La fotografia che emerge è quella di un sistema che ha fatto dell’emergenza la regola. Se, da un lato, gli esempi virtuosi come quello di Riace, mostrano la strada da percorrere, non diminuiscono i grandi agglomerati di persone, situazioni che non favoriscono né il rispetto dei diritti, né l’integrazione. Intervenuta al dibattito pubblico “Accoglienza: verità e bugie” organizzato dal comitato Possibile – Rosa Cantoni di Udine, Antonella Nonino, assessore del Comune del capoluogo friulano dove sono più di 1000 le persone che non rientrano in nessun sistema di accoglienza “ufficiale”, spiega che la priorità è evitare che le persone dormano in strada. Una priorità accolta e sentita in primo luogo dalle associazioni della società civile che, in tutta Europa, portano il peso dell’accoglienza e si trovano costrette a sopperire ai limiti e alle falle del sistema di accoglienza con le risorse che hanno a disposizione. Un’attività che talvolta ha portato i volontari a finire nel mirino delle autorità giudiziari, come dimostra la recente apertura delle indagini contro sette volontari dell’associazione Ospiti in arrivo, e che ha profonde ricadute anche sulle vite stesse dei migranti. “Vivere fuori dall’accoglienza, racconta Angela Lovat, una delle promotrici di Ospiti in arrivo, significa non avere accesso all’assistenza sanitaria, a quella psicologica, all’informativa legale, ad una tazza di te, ad una coperta. Significa non avere un bagno dove farsi la doccia, come quel 25enne che, ormai un anno fa, ha perso la vita nell’Isonzo mentre cercava solo un modo per prendersi cura di sé. Nessuno pagherà per questa morte per mancanza di accoglienza.”
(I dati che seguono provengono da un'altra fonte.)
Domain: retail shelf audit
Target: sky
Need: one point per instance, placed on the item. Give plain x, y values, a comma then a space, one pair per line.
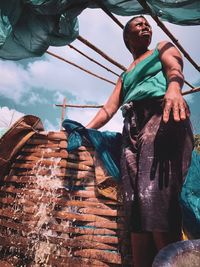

Ci si chiede come sia possibile che un flusso migratorio come quello che interessa l’Italia oggi, con dei numeri che di per sé dovrebbero da soli spiegare che non si tratta di un’emergenza, spingere al collasso il sistema. Elly Schlein, europarlamentare attiva da sempre sul tema, non ha dubbi: “É una questione di volontà politica. I governi europei si dimostrano ogni giorno incapaci di raccontare ai propri cittadini gli obblighi giuridici per quanto riguarda l’asilo e l’accoglienza”. Non mancano le voci che spingono verso un approccio differente fatto di corridoi umanitari per permettere un accesso sicuro e legale per i richiedenti asilo, del superamento del principio della volontarietà dell’accoglienza (sia a livello locale sia a livello europeo – per rispondere al fallimento della relocation), del riconoscimento compiuto dei proprio obblighi giuridici ed etici nei confronti di un problema globale. Invece la tendenza resta quella dell’esternalizzazione delle frontiere e della ghettizzazione del migrante, rafforzando la visione della “crisi” come un’emergenza. Questo è il gioco a perdere della (mala)accoglienza all’italiana.